Theory and Case Studies

There have been several case studies of vertical integration in the US automobile

industry, many of which focus on the 1920’s and 1930’s. Klein et al. (1978) provide the

most well-known case study, that of GM’s decision to acquire Fisher Body in 1924.

Others include Langlois and Robertson (1989), Helper (1991), Katz, (1977) and Raff

(1991). One advantage of the case study approach is that several hypotheses concerning

the observed pattern of vertical integration have been created. As each author revisits the

phenomena, cumulativity reveals the importance of subtle distinctions in the emphasis

each author puts on certain features or hazards of the transaction.

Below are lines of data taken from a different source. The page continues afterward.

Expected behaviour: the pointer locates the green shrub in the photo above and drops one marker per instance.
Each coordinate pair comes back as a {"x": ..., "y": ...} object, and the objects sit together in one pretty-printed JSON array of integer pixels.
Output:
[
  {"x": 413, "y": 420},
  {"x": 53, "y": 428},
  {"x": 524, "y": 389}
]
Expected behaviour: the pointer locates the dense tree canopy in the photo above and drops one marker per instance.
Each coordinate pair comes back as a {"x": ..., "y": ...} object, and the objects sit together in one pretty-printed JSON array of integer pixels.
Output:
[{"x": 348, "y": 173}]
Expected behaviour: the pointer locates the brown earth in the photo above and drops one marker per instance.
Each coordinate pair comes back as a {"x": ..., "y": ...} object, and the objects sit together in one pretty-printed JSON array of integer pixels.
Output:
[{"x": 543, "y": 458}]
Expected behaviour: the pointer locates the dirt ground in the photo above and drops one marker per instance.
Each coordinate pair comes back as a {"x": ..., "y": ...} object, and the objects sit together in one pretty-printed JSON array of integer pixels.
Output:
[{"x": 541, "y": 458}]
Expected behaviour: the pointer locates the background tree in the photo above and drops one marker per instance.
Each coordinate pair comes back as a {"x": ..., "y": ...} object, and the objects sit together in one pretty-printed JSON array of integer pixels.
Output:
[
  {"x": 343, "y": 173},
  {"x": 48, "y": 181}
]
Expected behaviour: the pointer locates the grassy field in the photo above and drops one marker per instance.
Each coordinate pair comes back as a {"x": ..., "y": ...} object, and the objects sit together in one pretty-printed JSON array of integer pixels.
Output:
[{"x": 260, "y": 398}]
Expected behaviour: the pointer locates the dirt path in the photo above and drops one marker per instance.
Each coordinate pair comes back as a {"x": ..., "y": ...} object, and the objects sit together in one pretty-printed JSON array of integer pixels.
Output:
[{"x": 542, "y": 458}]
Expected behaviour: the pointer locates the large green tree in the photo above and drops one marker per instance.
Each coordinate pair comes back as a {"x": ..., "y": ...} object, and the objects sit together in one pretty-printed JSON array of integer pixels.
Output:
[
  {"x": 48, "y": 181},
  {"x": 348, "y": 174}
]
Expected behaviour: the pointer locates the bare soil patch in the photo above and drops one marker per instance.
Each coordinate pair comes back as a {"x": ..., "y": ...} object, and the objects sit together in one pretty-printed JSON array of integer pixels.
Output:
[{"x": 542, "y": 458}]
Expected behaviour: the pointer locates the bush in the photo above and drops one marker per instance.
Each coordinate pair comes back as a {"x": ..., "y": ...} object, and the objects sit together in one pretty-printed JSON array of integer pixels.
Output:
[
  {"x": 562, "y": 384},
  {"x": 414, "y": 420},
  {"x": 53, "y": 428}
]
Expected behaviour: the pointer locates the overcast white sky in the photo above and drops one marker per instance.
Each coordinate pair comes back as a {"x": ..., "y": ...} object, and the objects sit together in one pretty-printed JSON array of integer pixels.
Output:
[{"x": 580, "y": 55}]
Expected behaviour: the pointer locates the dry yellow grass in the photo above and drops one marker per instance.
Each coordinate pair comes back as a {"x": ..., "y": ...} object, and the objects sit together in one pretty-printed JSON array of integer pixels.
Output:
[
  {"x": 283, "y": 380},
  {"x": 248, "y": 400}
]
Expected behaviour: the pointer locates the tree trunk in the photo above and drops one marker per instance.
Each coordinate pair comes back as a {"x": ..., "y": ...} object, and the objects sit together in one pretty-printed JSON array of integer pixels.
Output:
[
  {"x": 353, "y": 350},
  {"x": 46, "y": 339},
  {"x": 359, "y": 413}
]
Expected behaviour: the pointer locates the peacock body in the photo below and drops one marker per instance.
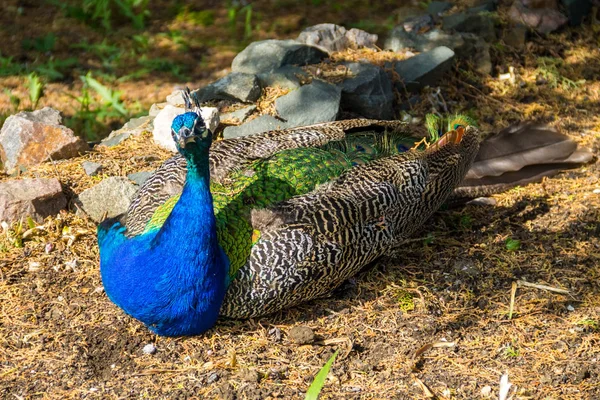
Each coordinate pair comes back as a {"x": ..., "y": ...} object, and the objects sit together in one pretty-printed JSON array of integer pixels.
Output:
[
  {"x": 265, "y": 222},
  {"x": 245, "y": 227}
]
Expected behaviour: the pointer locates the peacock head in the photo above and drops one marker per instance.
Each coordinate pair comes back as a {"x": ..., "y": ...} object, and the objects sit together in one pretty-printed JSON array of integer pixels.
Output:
[{"x": 190, "y": 133}]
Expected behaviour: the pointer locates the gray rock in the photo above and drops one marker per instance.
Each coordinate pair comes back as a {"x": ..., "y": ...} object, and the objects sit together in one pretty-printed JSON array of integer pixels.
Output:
[
  {"x": 316, "y": 102},
  {"x": 111, "y": 196},
  {"x": 133, "y": 127},
  {"x": 424, "y": 69},
  {"x": 155, "y": 109},
  {"x": 577, "y": 10},
  {"x": 175, "y": 99},
  {"x": 400, "y": 40},
  {"x": 515, "y": 36},
  {"x": 479, "y": 24},
  {"x": 435, "y": 8},
  {"x": 150, "y": 348},
  {"x": 236, "y": 86},
  {"x": 30, "y": 138},
  {"x": 361, "y": 39},
  {"x": 287, "y": 77},
  {"x": 267, "y": 55},
  {"x": 543, "y": 20},
  {"x": 483, "y": 201},
  {"x": 369, "y": 92},
  {"x": 37, "y": 198},
  {"x": 418, "y": 23},
  {"x": 302, "y": 335},
  {"x": 140, "y": 177},
  {"x": 91, "y": 168},
  {"x": 238, "y": 116},
  {"x": 331, "y": 37},
  {"x": 485, "y": 6},
  {"x": 263, "y": 123}
]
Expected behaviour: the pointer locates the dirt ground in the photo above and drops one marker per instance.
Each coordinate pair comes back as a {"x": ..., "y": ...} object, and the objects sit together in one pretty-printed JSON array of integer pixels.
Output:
[{"x": 430, "y": 320}]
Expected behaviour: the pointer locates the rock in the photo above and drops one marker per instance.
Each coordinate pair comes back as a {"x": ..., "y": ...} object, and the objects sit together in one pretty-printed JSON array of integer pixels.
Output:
[
  {"x": 479, "y": 24},
  {"x": 515, "y": 35},
  {"x": 236, "y": 86},
  {"x": 150, "y": 348},
  {"x": 302, "y": 335},
  {"x": 36, "y": 198},
  {"x": 483, "y": 201},
  {"x": 91, "y": 168},
  {"x": 485, "y": 6},
  {"x": 361, "y": 39},
  {"x": 140, "y": 177},
  {"x": 316, "y": 102},
  {"x": 133, "y": 127},
  {"x": 111, "y": 196},
  {"x": 249, "y": 375},
  {"x": 331, "y": 37},
  {"x": 263, "y": 123},
  {"x": 155, "y": 109},
  {"x": 544, "y": 20},
  {"x": 267, "y": 55},
  {"x": 286, "y": 77},
  {"x": 369, "y": 92},
  {"x": 419, "y": 23},
  {"x": 424, "y": 69},
  {"x": 238, "y": 116},
  {"x": 30, "y": 138},
  {"x": 176, "y": 99},
  {"x": 577, "y": 10},
  {"x": 400, "y": 40},
  {"x": 478, "y": 51},
  {"x": 436, "y": 8},
  {"x": 162, "y": 124}
]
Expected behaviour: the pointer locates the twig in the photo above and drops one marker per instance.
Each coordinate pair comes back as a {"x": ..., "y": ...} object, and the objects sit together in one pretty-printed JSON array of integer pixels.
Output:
[
  {"x": 513, "y": 292},
  {"x": 543, "y": 287}
]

Helper (1991) offers an illustrative example. She argues that integration was the

preferred mode of organization not because of asset specificity alone, but because it

fostered asset specific learning. She then differentiates her argument from Chandler and

Salisbury (1971) who disregard asset specificity but emphasize the acquisition of

managerial and production capabilities (learning) and Langlois and Robertson (1989)

who emphasize the specificity of the knowledge (learning) but suggest that it is the

geographic proximity of integration which supports this process.

Edmonds (1923) is the first of many to use the case study approach to study the

pattern of vertical integration in the US auto industry. His work identifies three firms

GM, Ford, and Durant Motors as large enough to support extensive integration, but

suggests that integration decisions within the over one hundred independents (e.g.

Studebaker, Dodge, Willys, Hudson) varied considerably. He notes that this observed

heterogeneity in form suggests that more than economies of scale are driving the

integration decision. His work emphasizes hold-up hazards (though no mention of asset

specificity) as a primary motivation but hypothesizes that quality control (monitoring

hazard) and marketing benefits (reputation effects) may have had as much to do with the

decision to integrate. He also argues that market segment has an effect as well.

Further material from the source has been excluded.